Monday, February 13, 2006

A Proved Hypercorrection?

Here's a sentence from an article in The New York Times Magazine by Daphne Merkin. Note the use of "proved" as an adjective:

Writers in the business of trend-spotting have to come up with trends, after all, and Sheehy, the author of the best-selling "Passages," is a proved virtuoso at this genre.

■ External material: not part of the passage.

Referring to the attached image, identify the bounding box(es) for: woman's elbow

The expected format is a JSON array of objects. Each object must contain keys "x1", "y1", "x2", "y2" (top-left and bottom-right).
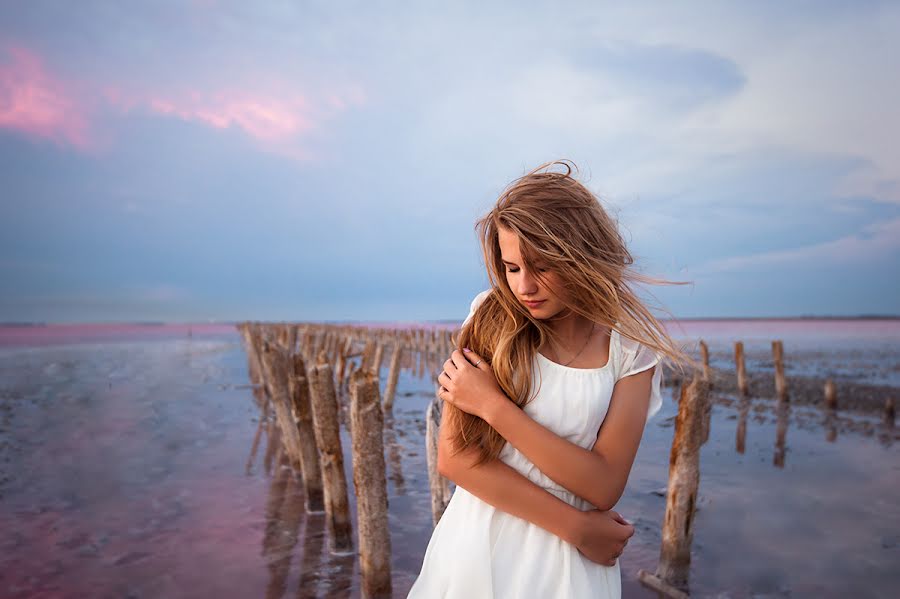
[{"x1": 437, "y1": 443, "x2": 453, "y2": 480}]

People normally say "proven" in this situation. And I'm sure most people write "proven" as well. Is Daphne Merkin an exception? Maybe, but I have a strong feeling she originally wrote "proven" and it was changed by a copy editor who was misapplying the common prescriptivist rule that "proved" is preferable to "proven" when it's being used as a past participle (that would make it an example of hypercorrection). If Merkin had written this: "Sheehy had proved herself a virtuoso at this genre," then "proved" would have been "correct." But in what she actually wrote, it should have been "proven," as is clear from The New York Times Manual of Style and Usage: "as an adjective before a noun, proven is better: a proven remedy, proven oil reserves."

I was curious about how prevalent this usage was in the Times, so I did a couple of Nexis searches comparing "a proved" with "a proven" (that won't catch things like "we enlisted proven experts," but it does provide a basis for comparison). Turns out it's very rare. There are only two instances of "a proved" in the past five years, compared with more than 400 for "a proven."

Now, I'm not saying "proved" is certifiably wrong here, just that it's clunky and unnatural sounding. It looks like a case of robotic but faulty rule application. But it's not surprising that copy editors, who are trained to follow a set of arbitrary rules (even when they flout common sense), sometimes get confused and apply a nonexistent rule that turns something serviceable into something stilted.

1 Comments:

At 3:54 PM, Blogger Tracy Quan said...

I can't prove this but couldn't "proved" be a typo? Editors can have blind spots.